Abstract

Incidence rates for 19 cancers in females and 16 cancers in males have been computed from data reported by 8 Canadian provinces to the National Cancer Incidence Reporting System between 1969 and 1978. The rates, very similar in absolute and relative magnitude to those reported by the U.S. Third National Cancer Survey, have been used to examine patterns of correlation between various cancers within the 8 provinces. There is strong evidence of positive associations between a number of cancers, including a number of associations that have been reported in other similar correlational studies.

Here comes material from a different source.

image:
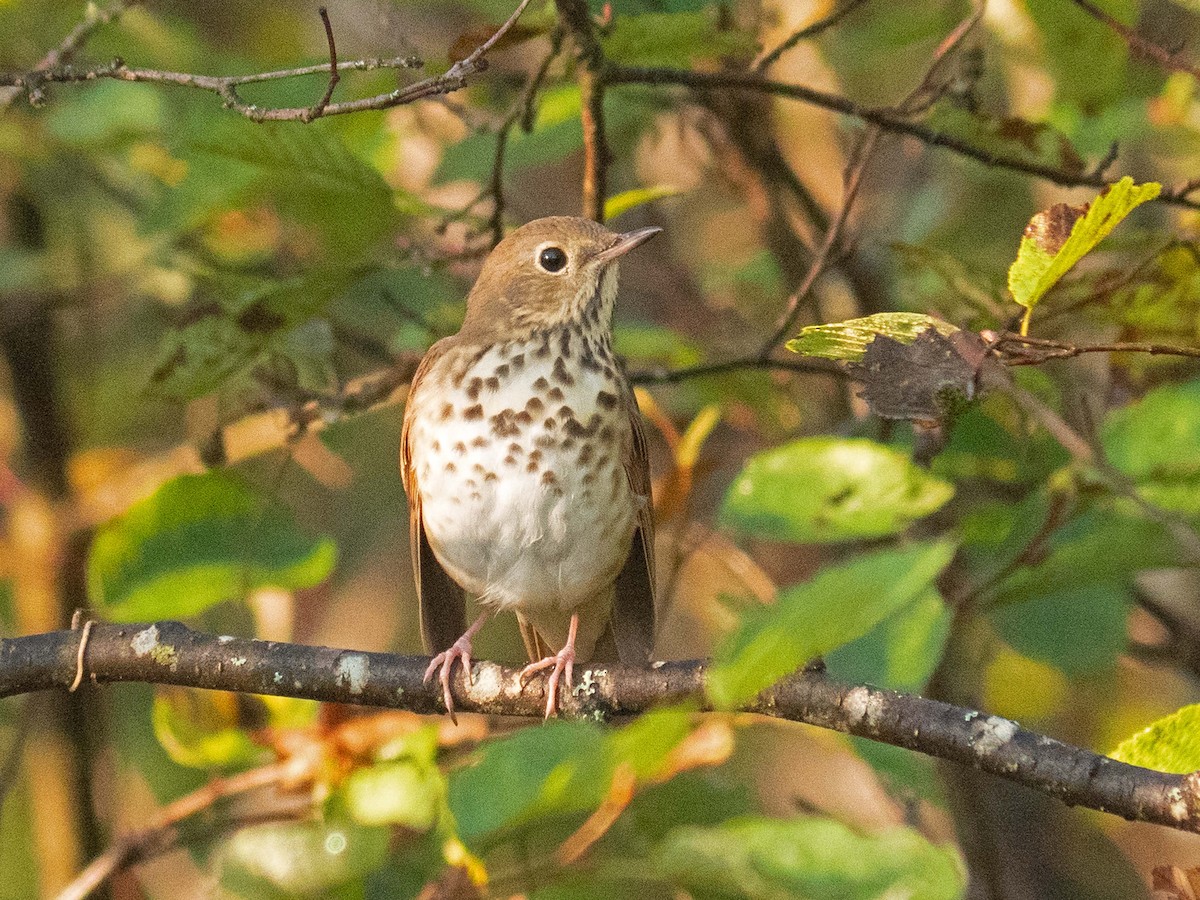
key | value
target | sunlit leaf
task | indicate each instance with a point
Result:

Correlations that may be of particular interest in suggesting etiologic factors in common include clusters of smoking-related cancers (buccal cavity with pharynx, larynx, lung, and bladder), female sexual cancers (breast, corpus uteri, and ovary), and a group of cancers that have shown correlation in other studies (i.e., cancers of the pancreas and kidney, leukemias, lymphomas, and cancer of the prostate gland). Organs in the gastrointestinal tract (esophagus, stomach, colon, and rectum) anatomically close to each other show a high positive correlation in both females and males, but the further apart the organs are the lower is the correlation; these observations are consistent with other evidence of varying dietary etiologies. Two individual correlations of particular interest are those between female brain tumors and female bladder cancer (two cancers for which little is known of the etiology for a large percentage of them) and those between female breast cancer and female lung cancer. This study, the largest correlational study of incidence data reported to date, demonstrates the utility of such simple correlational analyses.